Safari protects you from most web threats out of the box. But it’s not immune to all the risks. Malicious actors constantly come up with new methods to evade your browser’s safeguards and track you online. Luckily, you can head into Safari’s settings and bulk up the security in a few clicks.
Apple offers plenty of advanced security protections on Safari. However, many of them are switched off by default. From the settings, you can manually set Safari to prevent trackers from following you across sites, hide your IP address from sneaky advertisers, block the tiny pieces of data called cookies that websites store on your device, and more. Here’s how to make Safari even more private.
Prevent cross-site tracking
When you browse the internet, websites install various trackers on your device to keep tabs on you and your activity across the web. They also gather data on your device, such as the operating system version and display size, and misuse it to uniquely identify you no matter which website you’re on. Safari can kill these efforts by actively wiping trackers off your device and presenting a general device configuration to websites.

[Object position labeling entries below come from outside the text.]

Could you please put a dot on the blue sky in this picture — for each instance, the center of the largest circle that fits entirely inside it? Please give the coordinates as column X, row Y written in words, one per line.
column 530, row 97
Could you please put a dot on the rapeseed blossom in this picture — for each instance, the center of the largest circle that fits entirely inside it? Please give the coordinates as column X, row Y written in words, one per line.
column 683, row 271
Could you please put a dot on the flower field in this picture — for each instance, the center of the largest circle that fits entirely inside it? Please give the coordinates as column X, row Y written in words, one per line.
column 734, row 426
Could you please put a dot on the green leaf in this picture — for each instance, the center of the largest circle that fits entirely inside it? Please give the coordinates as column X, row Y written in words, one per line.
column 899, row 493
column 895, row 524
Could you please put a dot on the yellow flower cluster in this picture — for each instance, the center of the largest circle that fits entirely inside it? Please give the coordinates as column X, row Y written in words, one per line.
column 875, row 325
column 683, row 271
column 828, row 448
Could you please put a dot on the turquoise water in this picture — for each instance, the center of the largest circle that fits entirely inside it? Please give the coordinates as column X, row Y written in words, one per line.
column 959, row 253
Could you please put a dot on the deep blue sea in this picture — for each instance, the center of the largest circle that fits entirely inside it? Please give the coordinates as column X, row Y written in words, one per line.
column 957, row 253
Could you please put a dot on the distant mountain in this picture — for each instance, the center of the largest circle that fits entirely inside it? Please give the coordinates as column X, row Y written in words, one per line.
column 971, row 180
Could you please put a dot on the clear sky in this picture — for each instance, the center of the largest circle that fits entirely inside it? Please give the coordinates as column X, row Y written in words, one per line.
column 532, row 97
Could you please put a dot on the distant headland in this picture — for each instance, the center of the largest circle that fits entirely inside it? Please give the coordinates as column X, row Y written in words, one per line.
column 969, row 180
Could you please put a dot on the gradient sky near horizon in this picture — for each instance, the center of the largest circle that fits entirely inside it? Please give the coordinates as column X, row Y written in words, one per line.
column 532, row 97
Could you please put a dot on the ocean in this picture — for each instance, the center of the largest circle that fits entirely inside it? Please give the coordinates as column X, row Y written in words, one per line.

To enable cross-site tracking on Safari’s Mac app, go to its “Preferences” and under the “Privacy” tab, check the “Website tracking” option. On your iPhone or iPad, visit Settings > Safari > Prevent Cross-Site Tracking.
You can check how effective Safari has been at squashing trackers from its home page under the “Privacy Report” section.
Hide your IP address
One of the key metrics websites grab from your device’s specifications is the IP address. This is your computer’s or phone’s identifying number, and once a tracker has access to it, it can detect your location, which connections you have established, and more personal information. IP address, however, is also critical to surfing the web and its many fundamental functions.
Thankfully, Safari lets you hide your IP address without affecting your regular activities. The option is available under Safari > Preferences > Privacy on macOS and Settings > Safari > Hide IP Address on iOS and iPadOS.
Ban all cookies
Cookies enable websites to identify you. It was built so that when you revisit a site, it knows who you are and can automatically log you in or fill in your details. This data isn’t well protected, and malicious actors can easily read your cookie data to find out which websites you have been browsing.
Though Safari’s anti-tracking tech attempts to block all third parties from exploiting your cookie data, it’s not perfect, and entities can slip under its radar. Therefore, it’s best to ban cookies altogether since it’s an outdated tech anyway, and websites are switching over to new authentication mechanisms.
Check “Block all cookies” under Safari > Preferences > Privacy on your Mac and Settings > Safari > Block All Cookies” on your iPhone or iPad.
You should also clear all the cookies websites have stored on your device so far. Do that from Safari > Preferences > Privacy > Manage Website Data > Remove All on macOS and Settings > Safari > Clear History and Website on iPad and iPadOS.
This may break websites that heavily rely on cookies and prevent them from loading, in which case you can temporarily allow them and toggle them back off again.
Review site permissions
Like apps, websites need permissions to perform certain tasks on your browser. The Google Maps web app, for instance, will ask you to grant it permission to access your location. Similarly, Facebook Messenger will require access to your device’s microphone for calls.
Once you grant a website any permission, it has access to it forever unless you manually revoke it. Therefore, it’s vital to check which sites have access to critical permissions now and then, and cancel the ones you no longer need.
Head over to Safari > Preferences > Websites on your Mac, and on the left, you’ll find a list of various permissions, such as “Camera,” “Microphone,” and “Location.” When you click one, it will show you which websites have access to it. You can revoke a website’s permission by selecting it and hitting the “Remove” button.
You can’t review individual site permissions on your iPhone or iPad. Instead, your only option is to make sure websites ask for approval before they can access your device’s camera, microphone, and location. For the camera permission, for example, go to Settings > Safari > Camera and check the “Ask” option. Switching it to “Deny” will automatically reject websites’ requests for your camera.
Install privacy-preserving extensions
You’re not limited by the features built into Safari. You can choose from a vast catalog of third-party extensions to add the security tools missing from Apple’s browser.
The DuckDuckGo add-on, for instance, tells you how invasive a website is, blocks trackers, and auto-deletes cookies of the websites you manually had to allow because they wouldn’t work otherwise. Another free extension called Hush dismisses those pesky pop-ups for cookies and trackers for you. You can browse all the Safari extensions from Safari > Preferences > Extensions > More Extensions on a Mac and Settings > Safari > Extensions > More Extensions on an iPhone or iPad.